Впрочем, Евстигнеев с нами ездил редко. Он ведь много снимался, часто был где-то в киноэкспедиции. Помню, однажды я вместе с Волчек поехала навестить его в Одессе. Но и там мы его почти не видели — Женя пропадал на съемочной площадке, а мы с Галиной бродили по городу. Как-то раз на набережной встретили Марка Бернеса. Я воспринимала его как какое-то божество. А он остановился и просто сказал: «О, Галя! Привет». Оказалось, что он знал ее отца, в Москве они были соседями… Бернес повел нас обедать в очень красивую старинную гостиницу «Красная», там нам накрыли изысканный стол. Видимо, обстановка подействовала несколько угнетающе — мы с Галей застеснялись, вели себя как-то скованно. А Бернес знай себе веселится: «Девочки, ну что вы такие скромные? Давайте я буду вас развращать!» И дает нам самиздатовским способом отпечатанный рассказ Алексея Толстого «Возмездие». Запрещенный, потому что там было «про это». А вы даже не представляете, как тогда с «этим» было тяжело, нигде ни слова — ни в песне, ни в телепередаче, ни в книгах. Ну нет «этого» — и все тут. За ночь мы с Галей успели прочесть рассказ — по очереди. Самиздат всегда так давали, на одну ночь. Между собой мы прочитанное не обсуждали — были слишком целомудренными для таких разговоров. Но когда утром возвращали рассказ Бернесу, сделали вид, что все это давно знаем: «Ничего особенного!»
Вскоре после той поездки Галя и Женя Евстигнеев расстались. Это произошло в Саратове, где мы всем театром снимались в фильме «Строится мост». Жили все вместе, в одной гостинице. Так что Женя просто взял чемодан и перешел из одного гостиничного номера в другой… Помню, как мы все из-за этого переживали. Не знали, как теперь будем общаться, ведь и Галя, и Женя оставались в театре. Но мудрая и дипломатичная Волчек все устроила так, что для друзей ничего не изменилось. Мы как были одной большой семьей, так и остались...

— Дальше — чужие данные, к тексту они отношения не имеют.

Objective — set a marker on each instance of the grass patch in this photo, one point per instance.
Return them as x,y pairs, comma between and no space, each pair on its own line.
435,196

Нас с Люсей Гурченко ославили на всю страну
Люся Гурченко пришла в «Современник» в 1963 году. Она была очень красивая: тоненькая, модная. Но глаза — иногда грустные… Как будто она порой опасалась — сейчас кто-нибудь спросит ее: «Вот ты снималась в «Карнавальной ночи», а сейчас что?» Это был не лучший период в ее жизни, в кино Гурченко тогда не снимали, да и в «Современнике» развернуться не удалось. Ей доставались маленькие роли, что, в общем-то, было понятно: главные роли исполняли основатели, те, кто в театре давно. И Люся играла, например, девушку, которая приходит от завода провожать на фронт Бориса в спектакле «Вечно живые» (том самом, из которого потом «вырос» фильм «Летят журавли»). Или доярку в пьесе «Без креста» — в таких ролях и «харьковская нотка» Люсиной речи была кстати. А вот героинь Гурченко не давали. Она не нравилась Ефремову как женщина, он никогда не был ею увлечен, а следовательно, не видел ее на ведущих ролях. И в театре на Люсю смотрели так: ну, в «Карнавальной ночи» сыграла, ну, хорошая актриса, только здоровьем слабенькая…
А тут у Гурченко еще случился роман с Игорем Квашой. Его жена Таня была в «Современнике» всеобщей любимицей. Естественно, отношение к Люсе несколько изменилось, многие стали с ней общаться холодно. А я не могла. Я понимала, что Кваша ей дал главную женскую роль в своем спектакле (он сам поставил «Сирано де Бержерака»), а у нее этого никогда не было! А ведь Люся по-настоящему талантлива…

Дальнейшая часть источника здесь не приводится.